The company’s premise was that you cannot improve health outcomes without considering the entire context of a person’s life. The company currently employs about 850 clinical professionals, has what it believes is the largest community health workforce in California, and generates more than nine figures in revenue, according to Batlivala. Around $30 million was raised, including from Kleiner Perkins, Kraft Ventures, and Next Ventures.
The model is based on peer-reviewed evidence. A study co-authored by Pair Team researchers and peer-reviewed by the Journal of General Internal Medicine evaluated Pair Team’s community-integrated model, which combines medical, behavioral, and social care for Medicaid members with high rates of homelessness, serious mental illness, and chronic illness. According to Batlivala, one in four hospital visits and one in two emergency room visits do not occur when a patient is in their company’s care.
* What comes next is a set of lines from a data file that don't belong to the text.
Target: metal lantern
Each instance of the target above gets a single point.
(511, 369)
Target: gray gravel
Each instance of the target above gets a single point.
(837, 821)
The Role of AI in Scaling Care
But providing this level of care has required human teams for years, limiting rapid and cost-effective scaling. Then, about nine months ago, Pair Team deployed a voice AI agent named Flora as its primary patient interface. Available 24 hours a day, Flora manages admissions, coordinates referrals, and handles check-ins to keep patients busy between clinic visits.
The first call that changed his thinking was with a 67-year-old woman living in her car who was suffering from post-traumatic stress disorder and heart failure. She spoke to Flora for over an hour. “It was incredible and depressing at the same time,” Batlivala told me. “Flora was probably the only ‘person’ she had spoken to about her situation in weeks.” Hours of conversation with Flora are now the order of the day. “That’s the camaraderie piece,” he said. “And it turns out it’s actually an intervention.”
Architects of ACCESS
The architects of ACCESS are themselves former startup operators. The program was designed by Abe Sutton, Director of the CMS Innovation Center, and Jacob Shiff, Chief AI and Technology Officer of the CMS Innovation Center. Sutton was previously a venture capitalist at a healthcare fund called Rubicon Founders. Shiff is a former healthcare founder. Both came to CMS under the Trump administration, and their startup backgrounds are reflected in the program’s design: outcomes-based payments, direct-to-consumer enrollment, and a conscious push for competition.
Risks and Financial Considerations
There are real risks. Participants feed extraordinarily sensitive patient data – confidential conversations about housing, illness, and mental illness – into a federal infrastructure with a documented history of breaches, including exposed Social Security numbers. This is not an impractical concern for the vulnerable populations that ACCESS is intended to serve.
There are also financial risks. The track record of CMS innovation programs is mixed. A 2023 Congressional Budget Office analysis found that the CMS Innovation Center increased federal spending by $5.4 billion in its first decade, rather than achieving projected savings. CMS also pays less per patient per month than many participants expected, meaning the bill only works for organizations that have fully automated most of their patient interactions.
Batlivala’s response to the refund concerns is that it is a feature and not a bug. “If you want to build a model that really incentivizes the use of AI, reimbursement rates have to be low,” he told me. “The economics only work if you run a lean, AI-focused operation.”
Future Prospects
Pair Team says it currently has partnerships that give it access to about 500,000 potential patients and that it aims to reach one million within three years.
Healthcare investors have been watching all this closely. Digital healthcare funding this year reached its highest first-quarter total since the pandemic, with AI companies accounting for the bulk of it. Meanwhile, ACCESS has received little attention outside of the health technology trade press.